The goal of the HelioMesh project was to evaluate and validate the feasibility of a wireless mesh network as control technology in a field of self-powered heliostats, thus eliminating the need for cabling. A wireless field bus reduces the investment costs to a minimum while ensuring reliable and failsafe communication at the same time. To enhance precision of control, an auto-calibration method was implemented.
The team chosed a combination of a practical approach combined with simulations to ensure scalability for large heliostat field to be build in the future: about 100 small communication devices, so called HelioNodes, were deployed in the DLR Solar Tower Demonstration Plant heliostat field, controlled by a base station located in the tower. The deployment validates the feasibility and the industrial capability of the wireless mesh control system. A good performance of the wireless communication is shown in simulations for huge fields. Additionally, the auto-calibration technology was optimized and successfully tested using self-developed, self-powered 8m² heliostats. These heliostats were tested and optimized with a focus on power management and drive efficiency. Results prove that stepper motors are a good choice in case state-of-the-art electronics are used for control.
The HelioMesh project was successfully completed in 2011 when the meshed network was installed at the German CSP power plant in Jülich. It proved the potential regarding the evaluation of the solar tower technology, with a focus on the introduction of new technologies to reduce cost and time of field construction. Especially the wireless communication proved to be very robust, making it highly competitive in comparison to wired technologies.
A consortium signed responsibility for the project with significant scientific input from the German Aerospace Center. This consortium was comprised of representatives from research institutions, the wider industry, and local energy providers. The power plant was part of DLR’s “Solar Thermal Testing and Demonstration Power Plant“ project. After its successful completion – since July 1, 2011 – Stadtwerke Jülich GmbH, who is the regional energy provider, started operating the sun tower power plant. The federal state of North-Rhine Westphalia funded the project.
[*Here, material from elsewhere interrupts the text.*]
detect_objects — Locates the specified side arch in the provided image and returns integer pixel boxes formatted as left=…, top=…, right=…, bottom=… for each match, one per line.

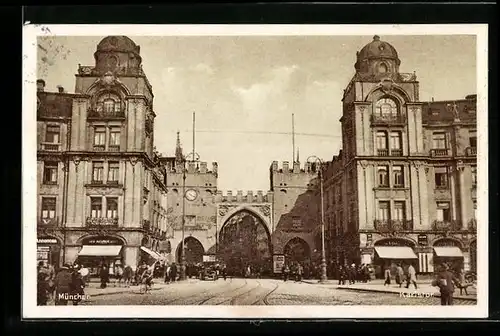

To this day, the DLR engages in research and scientific development at the Jülich site. Together with partners from industry and research institutions, the DLR is developing additional equipment and establishing test fields to upgrade the Jülich experimental solar power plant and to turn it into a full-fledged solar research center. A variety of research projects include research and test runs for new components and processes that could help make solar power plants more cost-effective and much more energy-efficient. Other research projects that are well on their way are methods to produce solar fuels, and to use solar thermal installations for industrial processes (such as sea water desalination).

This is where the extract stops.